Kenneth L. Hardin: We’re all immigrants living on stolen land
Published 12:00 am Sunday, August 18, 2024
By Kenneth L. Hardin
I try to be informed on many different topics, but I was embarrassed recently in a conversation with a MAGA cult member because I was unaware of who this country’s true Founding Fathers were. I had no problem naming the group of late 18th century leaders, 14 of whom were slave owners, that helped frame our government and free some of our citizens from British rule. I bet that independence felt, smelled and tasted good to all those who came over on top of the boats. How can you find or discover something that is already here and previously occupied by other people? With that, I stumbled when trying to name all of the original recognized Founding Fathers of this land.
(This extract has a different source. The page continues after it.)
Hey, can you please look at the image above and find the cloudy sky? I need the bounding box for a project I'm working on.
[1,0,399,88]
I was a decent student in school during my formative years, but if I would’ve had access to Google back in the ’70s and ’80s, y’all might be reading about me in a history book today. I clicked on the search engine and sought to find who I needed to give the proper credit to the next time I’m verbally accosted by someone who has consumed the orange flavored Kool-Aid. My education throughout school favored the pilgrims. The TV shows I watched, like Tarzan, painted indigenous people as savages, and I rooted for the cowboys on a trip to Tweetsie Railroad as a child. This is why I was only familiar with a couple of the forefathers that shaped native Indian history.
Hin-mah-too-yah-lat-kekt, better known as Chief Joseph, led a tribe located in the Pacific Northwest and fought heroically to keep the land there for his people. Chief Sitting Bull led the Sioux warriors, who took on and defeated General Custer’s Army in the historical battle of Little Big Horn. Geronimo was an Apache tribe leader who evaded capture by the U.S. Army while fighting to keep land for his people. Red Cloud was a Sioux Chief, who fought against the westward expansion to protect his tribe’s hunting grounds from settlers. There’s a great show I regularly watch on the Smithsonian Channel called “Aerial America” that gives you a historical introduction to how each state was formed. While it’s full of interesting facts and detailed information, it’s sad that in nearly every episode, they explain how the land was originally owned and inhabited by the native Indians. They don’t flinch on their commentary of how many tribes were mercilessly killed and their land outright stolen by the descendants of the other so-called Founders.
I was disheartened to discover the famed Mt. Rushmore was born out of a similar controversy. Before bearing the faces of the four U.S. presidents, the rock was referred to as The Six Grandfathers. When gold was discovered in the region in 1874, the U.S. government illegally seized the land from the Sioux nation in violation of an established treaty. In 1927, a U.S. Senator from South Dakota sponsored the bill to construct the monument and recommended that Chief Red Cloud be included. But instead of paying homage to the original founders of the land these new immigrants had stolen, the sculptor said he wanted the monument to, “represent the meaning of America.” I’m having trouble understanding what meaning he was trying to convey.
When I hear the “Children of the Corn” movie extras preaching about making this country great again, I always think back to the indigenous people, who were victims of genocide along with the land theft. So, if we’re going to take this country back to a better time, I suggest we take it all the way back and do right by the original people of this land. Anything else is just propaganda-filled noise. My question to the MAGA cult member was how anyone considered an immigrant today could be vilified and have so much hate and vitriol directed at them when we’re actually immigrants on stolen land?
The trash emptied itself recently on my social media page as people deleted me because they were upset about a question I posed. I noticed a drop in weekly numbers but since I’m one of the few who care little about likes or whether people follow me, I didn’t devote one minute of concern to it. When a commenter questioned why we have so many meaningless holidays dedicated to people that don’t truly deserve them, I asked why we have one dedicated to Columbus? I even posed another question that didn’t receive a response, “How do we know the names of the three ships Columbus sailed on but not the names of the tribe he slaughtered and the land he stole?” The educational system did me a disservice 50 years ago and that failure is continuing today with so many people in power trying to limit what can be taught in school. Instead of teaching real history, we’re offering kids a watered-down version that does nothing to offer dignity and respect to all cultures. It can cause irreparable psychological damage when you have someone like me who looks back on all the times I played a pilgrim in Thanksgiving plays only to grow up and feel shame when I learned the truth. We won’t stop teaching “his-story” until we live up to the quote that reads, “Until the lions have their own historians, the history of the hunt will always glorify the hunter.”
We can’t continue to push the immigrant lie taken from the dominant narrative of our history and ridiculously yelled out at MAGA rallies. Instead, we should turn the volume down and include the perspectives of all oppressed and marginalized groups. If we don’t cease this pattern of educational fear and intimidation, stop being hesitant to teach this nation’s past failures and atrocities against the original people of this land and acknowledge mistreatment of other marginalized groups in this nation’s growth and development, we’ll never truly be the United States of America.
Kenneth L. (Kenny) Hardin is a member of the National Association of Black Journalists.